Die Erwartungen hinsichtlich des vierten Casper Albums „Lang Lebe Der Tod“ sind hoch. Hatte der Bielefelder Rapper letztes Jahr mit großen Tamtam erst das Album angekündigt, dieses dann einige Wochen später auf unbestimmte Zeit verschoben, erscheint nun – fast ein Jahr nach dem eigentlich geplanten Release – endlich das langersehnte Werk. Die Verschiebung trug logischerweise eher zu einer erhöhten Erwartungshaltung von Fans und Allgemeinheit bei. Wer sich musikalisch noch einmal perfektionieren will, bei dem muss das Ergebnis dann auch das bestmögliche sein – so die Logik vieler. Wie groß der Druck, der im vergangenen Jahr auf Casper lastete, gewesen sein muss, kann sich vermutlich niemand vorstellen. Nun aber zum Album.
Zehn ganze Songs und ein Interlude haben es letzten Endes auf „Lang Lebe Der Tod“ geschafft. Ob industrial Elektro und Post-Rock Soundstürme, harte Rap-Parts und gefühlvoller Gesang, Gesellschaftskritik und sehr persönliche Texte – die Bandbreite des knapp 40zig minütigen Albums erstreckt sich über ein sehr weites Spektrum. Dennoch erscheinen die vielen verschiedenen Merkmale nicht willkürlich zusammengewürfelt, sondern fügen sich zu einem in sich schlüssigen Gesamtkunstwerk zusammen.
Textlich sind vor allem die ersten acht Titel eher gesellschaftskritisch ausgerichtet – im Fokus steht hier Skandalgeilheit („Lang Lebe Der Tod“, „Alles Ist Erleuchtet“), Verschwörungstheoretiker („Morgellon“) und auch fragwürdiges Verhalten vieler Menschen gegenüber sogenannten „Promis“ („Lass Sie Gehen“). Richtig persönlich wird es zum Ende des Albums hin. Das atmosphärisch elektronische „Deborah“ dreht sich um Depression. Ein erster Schritt der Heilung psychischer Krankheiten ist die Krankheit zu erkennen und diese zu personifizieren – Casper tut dies hier, indem er ihr den Namen „Deborah“ gibt.

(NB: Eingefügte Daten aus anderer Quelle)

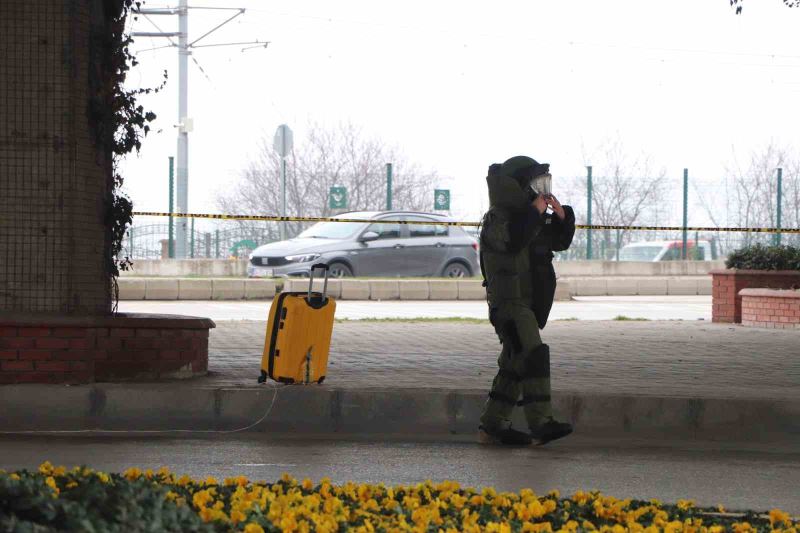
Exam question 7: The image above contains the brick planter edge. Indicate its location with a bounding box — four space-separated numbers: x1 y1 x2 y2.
710 269 800 324
0 313 216 385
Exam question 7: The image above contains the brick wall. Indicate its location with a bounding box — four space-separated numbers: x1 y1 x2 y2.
0 319 214 384
711 269 800 324
741 289 800 329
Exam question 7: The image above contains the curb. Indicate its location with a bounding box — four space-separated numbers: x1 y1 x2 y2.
0 383 800 444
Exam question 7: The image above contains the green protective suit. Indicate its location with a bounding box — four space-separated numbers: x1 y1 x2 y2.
480 156 575 429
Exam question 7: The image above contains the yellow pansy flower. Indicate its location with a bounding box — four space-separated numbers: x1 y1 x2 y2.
678 500 694 511
39 461 53 476
44 476 61 498
122 467 142 481
769 509 792 527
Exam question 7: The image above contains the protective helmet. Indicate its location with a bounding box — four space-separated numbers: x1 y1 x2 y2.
503 155 550 189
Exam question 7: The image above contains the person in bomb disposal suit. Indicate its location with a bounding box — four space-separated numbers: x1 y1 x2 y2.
479 156 575 445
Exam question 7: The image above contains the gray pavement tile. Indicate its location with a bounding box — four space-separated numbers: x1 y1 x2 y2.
191 321 800 399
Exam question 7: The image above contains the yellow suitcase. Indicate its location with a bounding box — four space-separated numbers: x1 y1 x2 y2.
258 264 336 383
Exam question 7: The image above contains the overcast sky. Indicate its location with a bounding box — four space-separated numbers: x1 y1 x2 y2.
123 0 800 223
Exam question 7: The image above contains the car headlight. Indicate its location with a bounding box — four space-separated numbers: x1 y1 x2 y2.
286 254 320 263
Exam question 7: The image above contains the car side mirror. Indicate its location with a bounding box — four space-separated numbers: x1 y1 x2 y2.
358 231 381 242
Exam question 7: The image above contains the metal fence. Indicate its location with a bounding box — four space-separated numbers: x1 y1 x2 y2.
123 213 800 261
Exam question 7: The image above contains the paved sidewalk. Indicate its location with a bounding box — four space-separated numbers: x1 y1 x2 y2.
0 321 800 442
205 321 800 399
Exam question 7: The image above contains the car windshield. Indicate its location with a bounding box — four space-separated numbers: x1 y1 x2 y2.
619 246 662 261
297 222 364 239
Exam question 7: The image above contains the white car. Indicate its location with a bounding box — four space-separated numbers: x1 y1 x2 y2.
619 240 717 261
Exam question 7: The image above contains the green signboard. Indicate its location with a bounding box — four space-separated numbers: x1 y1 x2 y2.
328 187 347 209
433 189 450 211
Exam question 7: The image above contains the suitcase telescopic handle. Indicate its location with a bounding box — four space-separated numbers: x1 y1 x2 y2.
308 263 331 302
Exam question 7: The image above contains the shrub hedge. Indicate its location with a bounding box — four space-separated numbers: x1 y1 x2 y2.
725 244 800 270
0 463 800 533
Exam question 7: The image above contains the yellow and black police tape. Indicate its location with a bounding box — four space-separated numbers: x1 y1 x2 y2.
133 211 800 233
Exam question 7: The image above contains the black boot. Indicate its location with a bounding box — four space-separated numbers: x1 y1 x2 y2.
478 426 533 446
530 416 572 445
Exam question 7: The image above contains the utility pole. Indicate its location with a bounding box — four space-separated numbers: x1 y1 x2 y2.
131 4 269 259
775 168 783 246
586 166 592 259
681 168 697 261
386 163 392 211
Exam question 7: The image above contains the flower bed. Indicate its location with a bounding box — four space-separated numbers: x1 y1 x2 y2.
710 244 800 324
0 463 800 533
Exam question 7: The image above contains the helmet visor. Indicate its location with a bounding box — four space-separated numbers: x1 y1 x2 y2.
531 173 553 194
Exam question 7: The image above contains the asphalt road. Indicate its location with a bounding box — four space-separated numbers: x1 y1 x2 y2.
0 434 800 515
119 296 711 321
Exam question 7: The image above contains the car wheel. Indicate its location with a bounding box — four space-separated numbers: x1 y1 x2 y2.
328 263 353 278
442 263 472 278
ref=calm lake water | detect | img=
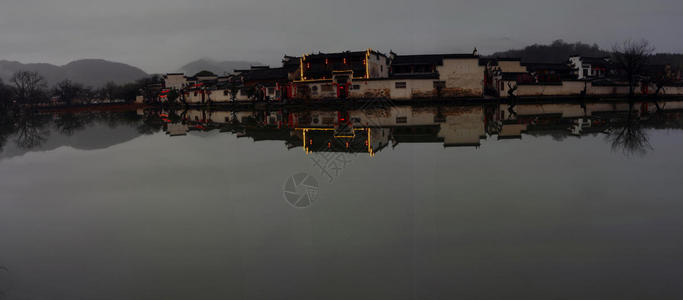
[0,102,683,299]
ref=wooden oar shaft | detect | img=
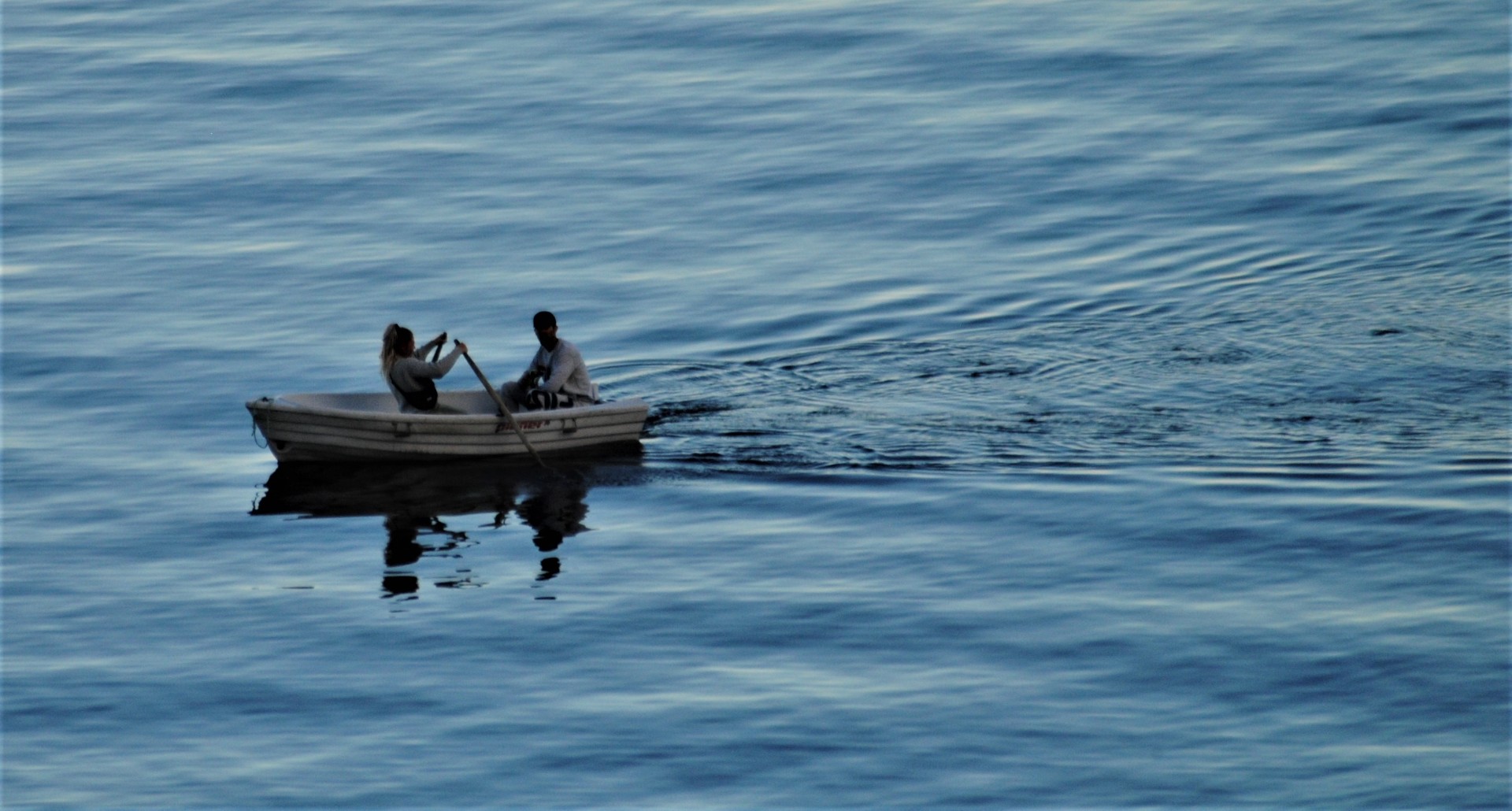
[463,353,546,468]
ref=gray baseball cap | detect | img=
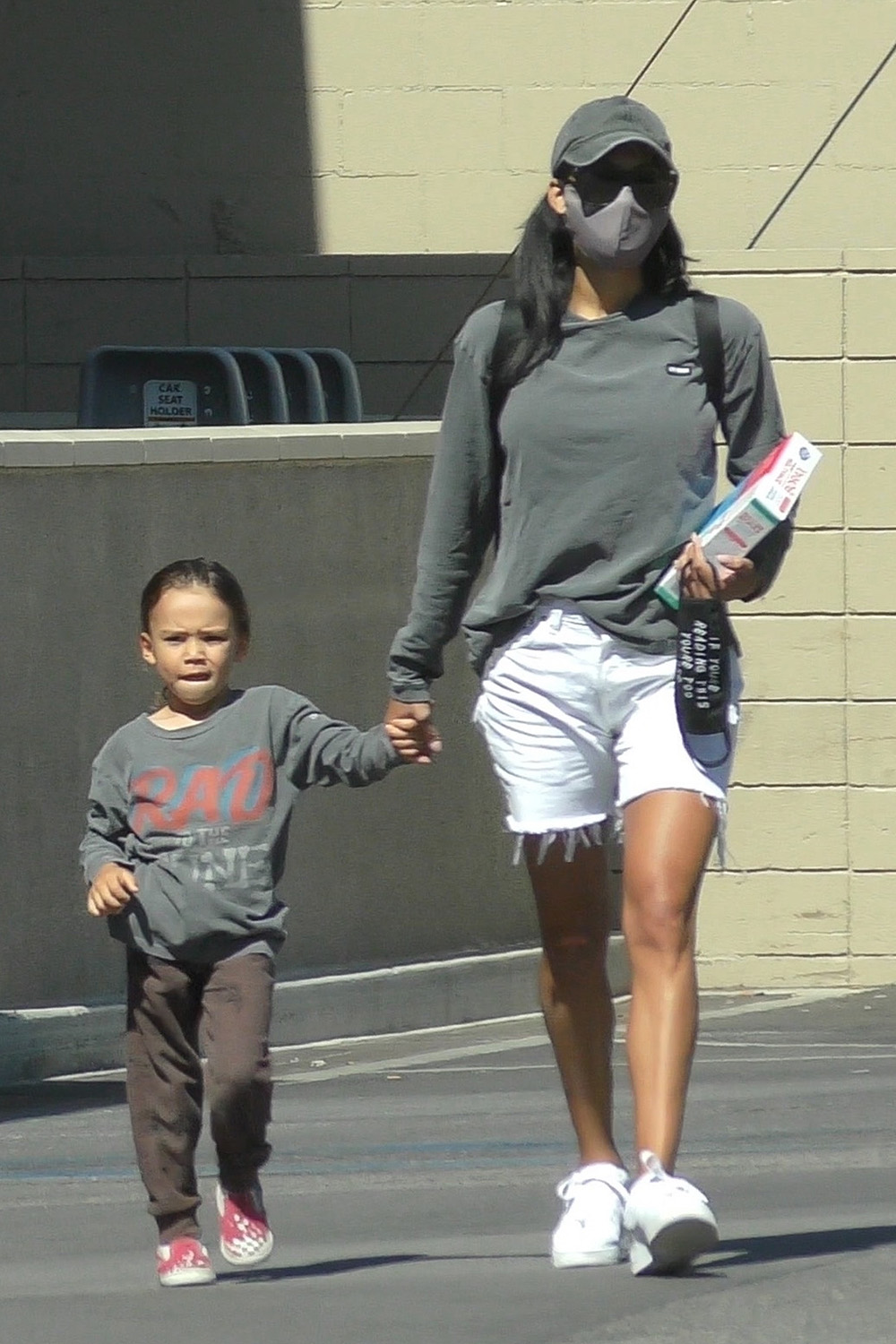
[551,94,675,174]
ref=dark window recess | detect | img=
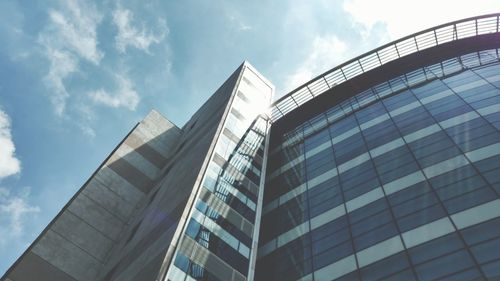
[124,220,142,246]
[148,189,160,205]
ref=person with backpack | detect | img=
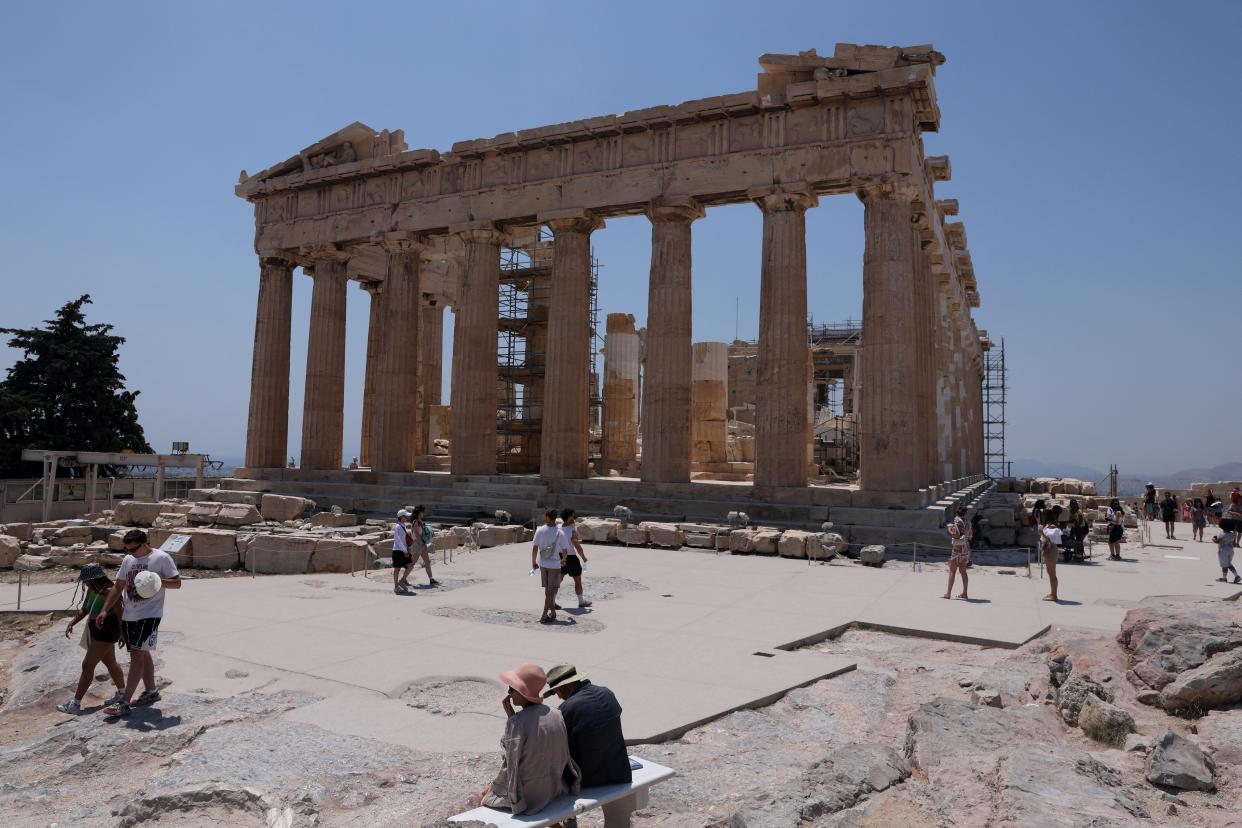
[1040,515,1061,603]
[530,509,565,624]
[1104,498,1125,561]
[405,506,440,586]
[56,564,125,715]
[1160,492,1177,540]
[941,506,971,600]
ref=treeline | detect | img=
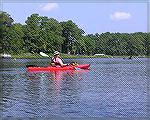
[0,11,150,55]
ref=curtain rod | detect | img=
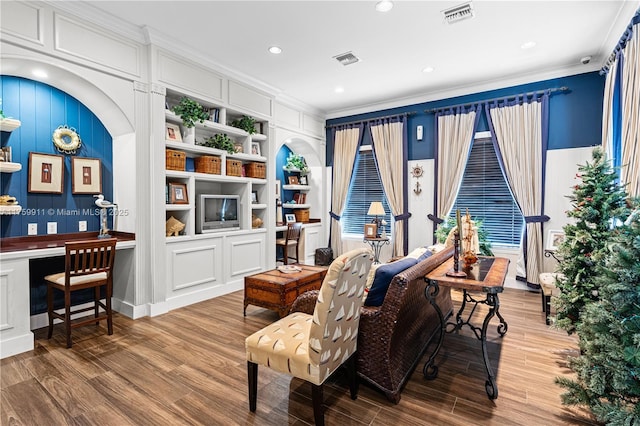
[325,111,416,129]
[600,8,640,75]
[424,86,569,114]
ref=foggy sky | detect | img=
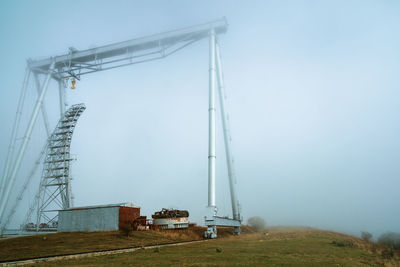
[0,0,400,239]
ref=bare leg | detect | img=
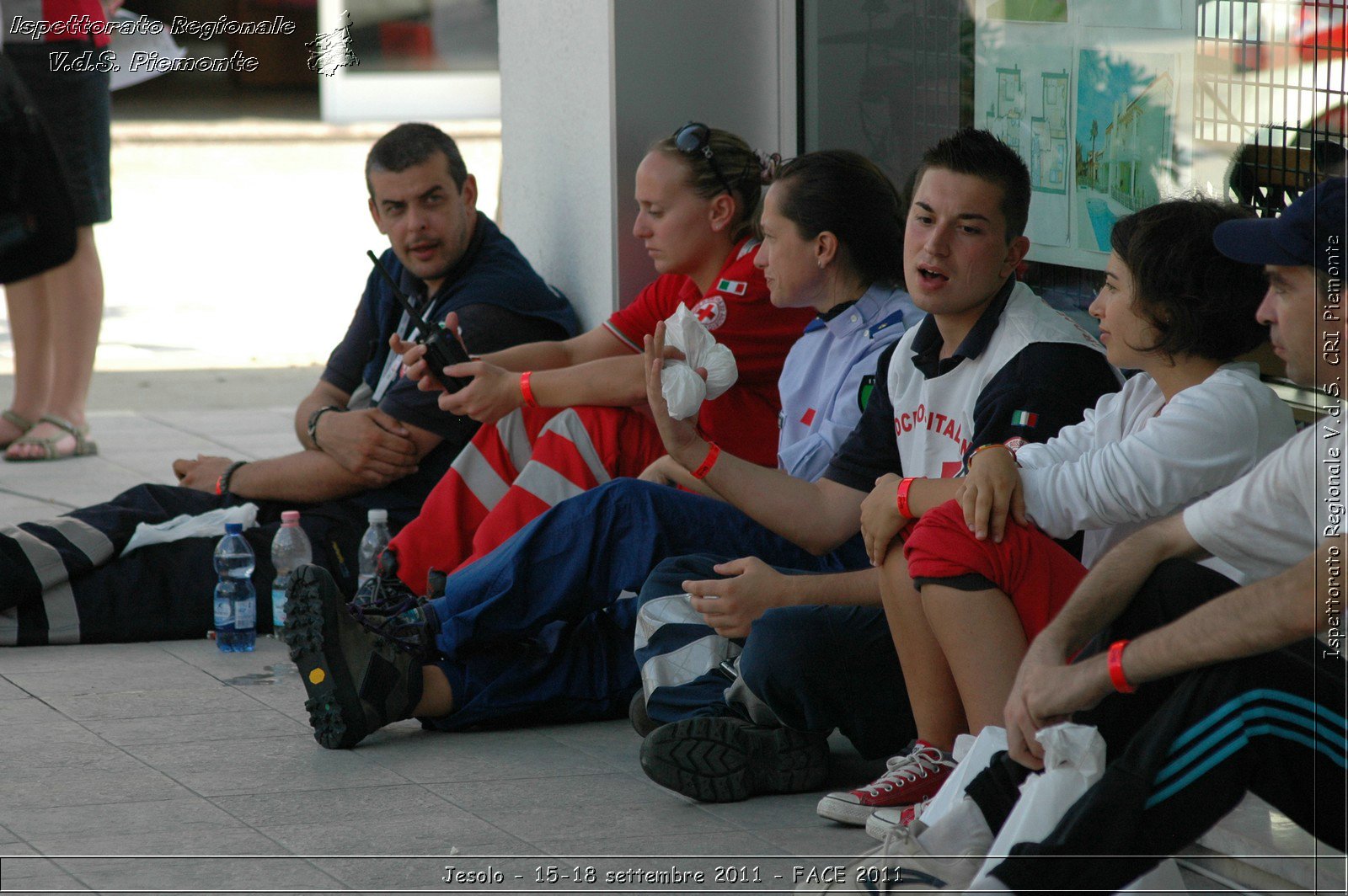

Die großartige Gitarren-Hymne und Albumcloser „Flackern, Flimmern“ beschäftigt sich mit Selbstzweifeln, bringt im Chorus zum Schluss aber noch einen Funken Hoffnung ein: „Und plötzlich alles so leicht. So leicht als ginge alles von selbst.“ Spätestens wenn der Track gegen Ende hin in Double-Bass-Geballer und Gitarrengeschrammel, im Hintergrund ein schmerzverzerrter Schrei Caspers, den letzten mit viel Pathos gesungenen Refrain einläutet, wird deutlich, was für ein Monster von Song Casper hier geschaffen hat.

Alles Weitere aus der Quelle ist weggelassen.